Table 2. The performance of the fused modalities on the trained model.
Table 3. Results without multi-modality data fusion and augmentation.
Fig. 4.
figure 4

Examples of segmentation results from the validation data set. From left to right, they are wat, fat, inn, and opp modalities. The second row is their segmentation results (left) and the corresponding ground truth (right).

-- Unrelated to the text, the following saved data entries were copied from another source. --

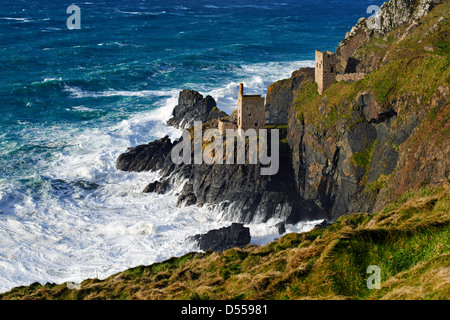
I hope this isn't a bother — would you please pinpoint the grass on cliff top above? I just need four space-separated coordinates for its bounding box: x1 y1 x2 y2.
1 183 448 300
355 1 450 105
293 1 450 135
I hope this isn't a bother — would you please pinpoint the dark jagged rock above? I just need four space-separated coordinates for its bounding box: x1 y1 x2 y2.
143 179 170 194
336 0 442 73
265 68 315 125
315 220 331 230
275 222 286 235
134 128 328 223
207 107 229 122
188 223 251 252
115 136 174 172
175 183 197 207
167 89 227 129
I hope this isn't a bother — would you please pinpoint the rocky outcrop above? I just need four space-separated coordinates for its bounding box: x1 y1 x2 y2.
167 89 228 129
336 0 443 73
165 154 327 224
373 0 442 36
116 130 328 224
265 68 315 124
287 86 435 220
116 136 175 172
116 0 449 227
188 223 251 252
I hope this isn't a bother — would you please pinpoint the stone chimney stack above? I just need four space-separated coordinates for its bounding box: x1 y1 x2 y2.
239 83 244 96
315 50 336 95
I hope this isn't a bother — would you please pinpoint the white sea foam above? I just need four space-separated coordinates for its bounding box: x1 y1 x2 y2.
1 17 31 22
204 5 223 9
206 60 314 115
63 86 179 100
249 219 324 246
43 77 62 82
0 59 320 294
118 10 167 16
72 105 96 112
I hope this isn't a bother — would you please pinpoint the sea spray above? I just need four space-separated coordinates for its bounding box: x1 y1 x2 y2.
0 0 378 293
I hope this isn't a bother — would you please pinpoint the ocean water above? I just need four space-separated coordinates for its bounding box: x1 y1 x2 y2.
0 0 384 292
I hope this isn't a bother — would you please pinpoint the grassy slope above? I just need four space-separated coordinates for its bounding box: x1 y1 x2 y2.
1 2 449 301
291 1 450 201
293 1 450 134
1 184 448 300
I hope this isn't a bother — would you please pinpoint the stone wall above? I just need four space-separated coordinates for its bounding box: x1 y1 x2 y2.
238 96 265 130
237 84 265 131
336 73 366 83
218 120 237 134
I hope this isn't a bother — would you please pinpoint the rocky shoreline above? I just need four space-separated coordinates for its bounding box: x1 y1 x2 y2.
115 0 449 251
115 89 329 249
115 87 330 226
0 0 448 299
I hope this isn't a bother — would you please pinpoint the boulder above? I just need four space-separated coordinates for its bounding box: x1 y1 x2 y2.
143 179 170 194
275 222 286 235
167 89 227 129
115 135 174 172
188 223 251 252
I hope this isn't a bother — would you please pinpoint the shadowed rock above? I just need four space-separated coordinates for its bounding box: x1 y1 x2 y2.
167 89 227 129
188 223 251 252
265 67 315 125
116 135 174 172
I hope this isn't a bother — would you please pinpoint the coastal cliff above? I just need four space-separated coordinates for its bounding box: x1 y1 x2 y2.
116 122 327 224
116 0 448 227
286 0 449 221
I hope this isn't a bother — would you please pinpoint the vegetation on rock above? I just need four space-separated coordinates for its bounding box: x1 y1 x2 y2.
2 0 448 301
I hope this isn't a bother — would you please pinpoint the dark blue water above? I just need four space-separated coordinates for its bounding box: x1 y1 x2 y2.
0 0 384 292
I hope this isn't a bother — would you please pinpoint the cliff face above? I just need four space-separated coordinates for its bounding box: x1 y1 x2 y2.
287 89 421 220
116 0 449 225
166 89 227 129
373 87 449 212
336 0 443 73
288 0 449 221
265 68 315 124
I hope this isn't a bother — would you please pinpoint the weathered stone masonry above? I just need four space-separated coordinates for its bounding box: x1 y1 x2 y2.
237 83 265 131
315 50 337 95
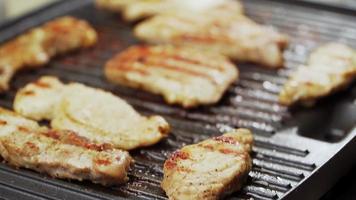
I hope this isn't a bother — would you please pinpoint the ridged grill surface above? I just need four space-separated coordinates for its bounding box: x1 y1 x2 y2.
0 0 356 199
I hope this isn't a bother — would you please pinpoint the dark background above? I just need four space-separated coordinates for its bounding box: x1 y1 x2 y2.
322 164 356 199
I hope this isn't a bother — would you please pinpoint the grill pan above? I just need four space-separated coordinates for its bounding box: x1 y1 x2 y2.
0 0 355 199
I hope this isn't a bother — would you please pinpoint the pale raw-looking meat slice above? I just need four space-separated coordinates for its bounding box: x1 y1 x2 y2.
14 76 170 150
134 13 288 68
96 0 244 21
279 43 356 106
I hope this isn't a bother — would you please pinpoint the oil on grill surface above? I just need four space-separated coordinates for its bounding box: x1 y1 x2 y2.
1 0 356 199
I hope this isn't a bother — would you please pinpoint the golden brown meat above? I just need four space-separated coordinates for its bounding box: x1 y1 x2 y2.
162 129 253 200
134 13 288 68
14 76 170 150
279 43 356 106
105 45 239 108
96 0 243 22
0 108 132 186
0 16 97 92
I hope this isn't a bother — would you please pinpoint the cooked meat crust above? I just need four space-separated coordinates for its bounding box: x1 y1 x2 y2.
279 43 356 106
161 128 253 200
96 0 243 22
0 16 97 92
14 76 170 150
105 45 239 108
134 13 288 68
0 108 132 186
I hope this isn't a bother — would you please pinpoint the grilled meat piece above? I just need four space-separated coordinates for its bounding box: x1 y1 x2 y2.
162 129 253 200
0 16 97 92
0 108 132 186
279 43 356 106
14 76 170 150
13 76 64 121
134 13 288 68
96 0 243 22
105 45 239 108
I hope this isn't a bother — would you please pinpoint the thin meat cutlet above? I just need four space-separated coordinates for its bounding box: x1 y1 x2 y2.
0 108 132 186
95 0 244 22
105 45 239 108
279 43 356 106
14 76 170 150
134 13 288 68
162 128 253 200
0 16 97 92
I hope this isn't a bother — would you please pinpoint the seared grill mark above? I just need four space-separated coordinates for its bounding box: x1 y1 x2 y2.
34 81 51 88
165 150 190 170
22 90 35 96
109 46 218 84
219 148 236 154
114 46 149 63
43 130 61 139
133 45 225 71
180 34 219 43
139 58 218 85
61 131 87 147
213 136 239 145
218 148 246 158
18 126 30 132
108 61 149 76
0 120 7 126
200 142 246 156
198 144 214 151
42 130 112 151
107 52 149 76
123 46 222 71
25 141 39 152
95 158 112 166
178 31 232 44
164 54 224 71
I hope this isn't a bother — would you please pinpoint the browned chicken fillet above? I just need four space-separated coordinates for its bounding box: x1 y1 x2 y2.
14 76 170 150
0 16 97 92
162 129 253 200
134 13 288 68
105 45 239 108
0 108 132 186
279 43 356 106
96 0 243 22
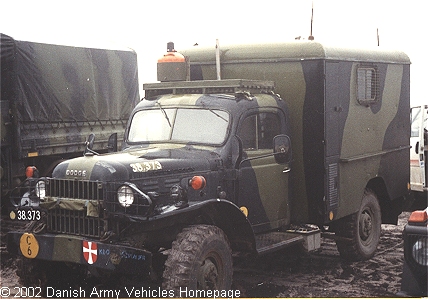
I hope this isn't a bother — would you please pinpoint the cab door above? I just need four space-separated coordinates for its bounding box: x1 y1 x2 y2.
237 109 291 233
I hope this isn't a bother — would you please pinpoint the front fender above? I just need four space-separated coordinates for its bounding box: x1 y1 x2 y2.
142 199 256 253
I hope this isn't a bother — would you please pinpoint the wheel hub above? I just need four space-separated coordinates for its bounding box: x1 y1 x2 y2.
197 258 218 289
359 211 373 241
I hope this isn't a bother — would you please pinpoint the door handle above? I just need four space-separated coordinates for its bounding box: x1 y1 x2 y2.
283 167 291 173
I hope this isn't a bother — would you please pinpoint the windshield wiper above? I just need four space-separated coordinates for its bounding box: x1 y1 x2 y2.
209 108 228 122
157 102 172 127
200 100 228 123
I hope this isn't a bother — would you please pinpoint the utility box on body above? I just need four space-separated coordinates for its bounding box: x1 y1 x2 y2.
181 42 410 226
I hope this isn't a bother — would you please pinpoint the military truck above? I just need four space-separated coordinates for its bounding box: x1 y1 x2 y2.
409 105 427 208
7 41 410 292
0 33 139 208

Validation of Multi-modality Data Fusion and Augmentation. We adopt two protocols to validate the effectiveness of the proposed multi-modality data fusion and augmentation strategy. We first use the new modality to test the segmentation accuracy in the model, and then testing the performance of the model without using multi-modality data fusion and augmentation strategy. According to Table 2, the fused new modalities achieves the MDOC of 91.17%, which is better than the original results, i.e., 90.21% as shown in Table 1. Moreover, the segmentation accuracy of each new modality is also higher than the original modality. In particular, the fat+opp modality is 2.33% higher than the fat modality result, which can be treated as a preferable solution for the problem of low resolution of the fat modality. This validates that the proposed multi-modality data fusion and augmentation strategy can effectively fuse different features from multiple modalities to improve the accuracy of segmentation. As illustrated in Table 3, the model only achieves MDOC of 89.73% when the multi-modality data fusion and augmentation strategy was not used. Moreover, the segmentation accuracy of each modality is also lower than the results in Table 1. This shows that the multi-modality data fusion and augmentation strategy can provide rich multi-modality data for the network to support the learning of discriminant information, thereby improving the segmentation results of IVDs.

4 Conclusion

In this paper, a new framework with fully dilated separable convolution (FDS-CNN) is proposed for the IVD multi-modality image segmentation with small-sized training set. Compared with other segmentation networks, the proposed FDS-CNN can achieve superior performance in small-sized training set without pre-training. By investigating the information from multi-modality image data, this paper proposes a novel solution for the multi-modality image augmentation, i.e., multi-modality data fusion and augmentation strategy, which can increase the number of samples and improve the performance of the segmentation model. Experiments on MICCAI 2018 IVD Localization and Segmentation Challenge demonstrate the effectiveness and superiority of the proposed framework, in comparison with other state-of-the-arts.